I’m going on a missions trip for the first time in a very very long time. I’m going to teach English at a day camp to a bunch of middle schoolers and high schoolers. I’ve been really excited about it but as the day is coming up, I’m getting so nervous. We’re also going to try to get to know the students more and talk to them about the Gospel. I’m trying to surround myself so much with God’s word and not consume social media, TV or any other distracting information. I feel like I’m nervous because I’m putting a ton of pressure on myself to do a certain way even though our leaders are telling us to expect things to go wrong and that’s okay. Yeah, tell that to a perfectionist. You might as well tell me to rip my hair and gouge my eyeballs out hehe. I’m all of a sudden feeling all timid and shy but I know that God did tell us He didn’t give us a spirit of timidity and fear but of love, power and a sound mind. Lord, help me take that on as my identity.

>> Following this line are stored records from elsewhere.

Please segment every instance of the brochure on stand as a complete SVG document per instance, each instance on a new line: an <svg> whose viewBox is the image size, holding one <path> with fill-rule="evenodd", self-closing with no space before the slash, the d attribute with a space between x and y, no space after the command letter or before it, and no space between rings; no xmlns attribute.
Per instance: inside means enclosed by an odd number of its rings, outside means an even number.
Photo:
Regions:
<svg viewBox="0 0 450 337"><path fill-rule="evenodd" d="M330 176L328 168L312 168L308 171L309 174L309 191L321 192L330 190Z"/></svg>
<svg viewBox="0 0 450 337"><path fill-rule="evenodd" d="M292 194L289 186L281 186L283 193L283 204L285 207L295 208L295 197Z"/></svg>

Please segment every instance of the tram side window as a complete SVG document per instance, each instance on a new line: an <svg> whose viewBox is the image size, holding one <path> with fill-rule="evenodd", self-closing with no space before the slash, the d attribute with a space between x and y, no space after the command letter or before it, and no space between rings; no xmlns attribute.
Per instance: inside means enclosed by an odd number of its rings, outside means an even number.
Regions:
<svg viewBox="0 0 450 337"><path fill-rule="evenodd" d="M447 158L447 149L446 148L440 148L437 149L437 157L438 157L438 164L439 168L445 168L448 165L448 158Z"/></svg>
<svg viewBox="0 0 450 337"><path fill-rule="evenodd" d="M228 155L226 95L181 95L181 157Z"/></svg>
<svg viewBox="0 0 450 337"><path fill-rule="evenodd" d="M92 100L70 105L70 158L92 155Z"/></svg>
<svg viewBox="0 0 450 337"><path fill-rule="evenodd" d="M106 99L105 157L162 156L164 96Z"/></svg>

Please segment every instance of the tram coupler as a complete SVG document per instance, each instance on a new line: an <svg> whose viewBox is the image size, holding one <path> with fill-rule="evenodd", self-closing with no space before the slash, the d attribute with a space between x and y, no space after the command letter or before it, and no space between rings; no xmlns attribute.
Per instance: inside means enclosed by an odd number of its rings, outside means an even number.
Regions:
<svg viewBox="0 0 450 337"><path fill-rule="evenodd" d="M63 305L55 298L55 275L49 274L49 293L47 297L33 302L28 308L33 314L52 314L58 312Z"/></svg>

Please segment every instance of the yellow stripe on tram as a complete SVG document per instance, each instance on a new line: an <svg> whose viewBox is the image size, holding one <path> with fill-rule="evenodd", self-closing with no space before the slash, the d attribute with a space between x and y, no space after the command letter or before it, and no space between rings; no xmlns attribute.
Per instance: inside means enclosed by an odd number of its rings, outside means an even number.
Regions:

Some things that I’m trying to do right now to emotionally and spiritually prepare for Serbia are:
- waking up early and reading the Word and praying
- moving my body: walking, Pilates, running, dancing
- writing a blogpost a day / journaling
- reading “Life of the Beloved”
Honestly, I feeling like I should add talking to mentor or a friend every other day about the trip so they can keep me in their prayers.. hmm that’s probably better than ignoring my anxiety and have it reappear on the trip.. yeah, talking to someone is probably a better strategy.